Shellcode creation and binary execution through execve
In this guide I will show you how to create shellcode and execute binaries using the execve function.
Motivation
Well, Assembly language is amazing, so why dont we learn some fancy ways to generate shellcode and execute programs?
When developing exploits, sometimes we will gonna have to generate our own shellcode and this technique is the way to go.
Another case is for example a shellcode runner, we can put our Assembly inline with the programming language and execute it to get a reverse shell and so on.
Pre-concepts before we continue
I know what you are thinking, “Assembly is hard”, “We really have to do it in assembly?” and the answer is YES! The learning curve of this language is challenging but its always possible to know more about it.
Here I leave some courses for you:
- Assembly Language Adventures
- SLAE32 - Pentester Academy
Why 32 bits first?
Because it’s easier and there are applications out there that still uses 32 bits.
Some concepts change in x64, so its better to learn the logic and concepts in 32 bits, then 64 will be better to assimilate.
Assembly x86 lightning course
Lets pick some basic concepts before we continue.
Registers
Processor’s fast internal memory to store and move data. There are types of registers and each type has its own purposes (Nowadays all registers can be used as general purpose).
You can also think that registers are like variables.
Lets pick some examples.
- EAX -> 32 bit register, can store a DWORD and be further divided in AX, AH and AL. (Commonly used as an accumulator for mathematic operations, store return addresses and syscalls)
EAX (32 Bits) -> 0x12345678
AX (16 Bits) -> 5678
AH (8 Bits, "higher") -> 56
AL (8 Bits, "lower") -> 78
- EIP -> Stores the next instruction to be executed (Gain control of EIP and control the execution flow of your program, you can imagine why).
- ESP -> Pointer to the top of the stack.
- EFLAGS -> Contains other register like ZF,OF (They are used for example in conditional branching).
- More info on registers
Zeroing Registers (And removing null bytes)
There are alot of situations in which we need to zero a register or remove specific characters from a shellcode, one example is related to remove null bytes to use it later in exploits.
Some techniques:
1. Using the lowest part of the register
This is very interesting, we can zero the register with a XOR operation and put some content in AL.
Example
xor eax,eax ; Make the register contains 0
mov al, 5 ; Move 0x05 to AL
EAX now contains 5.
2. Negative numbers
Another cool trick, its possible to have our selected value in situations where we cant use the number.
Imagine the situation where we are writing some exploit and cant use the number 0x00000001 because it contains null bytes (These zeros in the address).
To solve this problem, its possible to use the NEG instuction in assembly, this instruction will do its two complement and put the lower part in the register (What?)
Lets ilustrate this.
mov eax, 0xffffffff
neg EAX
EAX will contain 0x01 without the null bytes.

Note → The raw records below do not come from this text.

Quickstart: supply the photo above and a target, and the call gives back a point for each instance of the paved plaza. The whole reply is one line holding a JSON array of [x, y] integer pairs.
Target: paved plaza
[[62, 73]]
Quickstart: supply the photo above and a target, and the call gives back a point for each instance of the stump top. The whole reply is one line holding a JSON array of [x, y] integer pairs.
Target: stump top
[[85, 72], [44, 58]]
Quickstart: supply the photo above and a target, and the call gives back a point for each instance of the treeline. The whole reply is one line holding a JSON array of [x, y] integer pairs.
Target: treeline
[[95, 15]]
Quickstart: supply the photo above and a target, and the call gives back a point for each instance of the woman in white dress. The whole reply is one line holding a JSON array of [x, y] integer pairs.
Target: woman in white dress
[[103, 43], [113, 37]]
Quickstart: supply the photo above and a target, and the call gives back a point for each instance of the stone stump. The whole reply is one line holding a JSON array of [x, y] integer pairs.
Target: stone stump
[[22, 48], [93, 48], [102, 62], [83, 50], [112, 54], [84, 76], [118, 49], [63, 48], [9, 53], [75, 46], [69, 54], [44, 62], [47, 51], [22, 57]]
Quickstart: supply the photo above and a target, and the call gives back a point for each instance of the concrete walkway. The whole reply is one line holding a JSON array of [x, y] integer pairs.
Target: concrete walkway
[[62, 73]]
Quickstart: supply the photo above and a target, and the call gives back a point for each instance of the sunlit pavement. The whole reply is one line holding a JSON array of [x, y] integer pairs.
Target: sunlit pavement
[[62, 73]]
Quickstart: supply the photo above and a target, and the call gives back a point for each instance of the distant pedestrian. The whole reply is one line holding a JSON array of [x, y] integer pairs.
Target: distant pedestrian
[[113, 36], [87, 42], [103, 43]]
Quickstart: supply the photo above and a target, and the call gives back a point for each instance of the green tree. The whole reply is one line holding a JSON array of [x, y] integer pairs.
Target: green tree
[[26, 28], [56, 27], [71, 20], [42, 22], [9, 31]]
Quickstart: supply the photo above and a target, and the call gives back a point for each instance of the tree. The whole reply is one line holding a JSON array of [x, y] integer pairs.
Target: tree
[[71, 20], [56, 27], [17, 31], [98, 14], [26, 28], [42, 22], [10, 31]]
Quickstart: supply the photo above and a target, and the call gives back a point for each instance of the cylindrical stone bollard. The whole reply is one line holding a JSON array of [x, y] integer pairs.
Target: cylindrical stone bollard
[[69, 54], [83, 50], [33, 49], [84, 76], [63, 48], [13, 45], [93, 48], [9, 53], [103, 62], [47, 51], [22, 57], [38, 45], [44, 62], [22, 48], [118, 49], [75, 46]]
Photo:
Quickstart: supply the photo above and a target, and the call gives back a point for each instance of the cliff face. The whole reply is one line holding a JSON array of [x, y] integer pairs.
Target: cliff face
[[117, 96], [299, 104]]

What happens here is when use the NEG instruction, it will flip the bits and add 1 to the result (Also known as two’s complement in assembly)
Binary representation of NEG instruction
11111111
After flip
00000000
Add 1
00000001
This way we can put the number inside EAX without actually putting it.
You can use your imagination, there are alot of things to create, another example, instead of using NOP operations (0x90) we can use XCHG EAX,EAX. (This effectly do nothing).
Segments
Other important concept are data segments, which are places where our code is put during the execution of assembly.
Some examples:
- .text segment -> Where the executable code is stored
- .bss -> Uninitialized variables
- .data -> Initialized variables
Here is an example of a program that prints our lovely “Hello World” message
global _start
; Define an area for our code, in this case the text section
section .text
; Define program entry point
_start:
; Print the message on the screen
mov eax, 0x04 ; Syscall number (Write = 4)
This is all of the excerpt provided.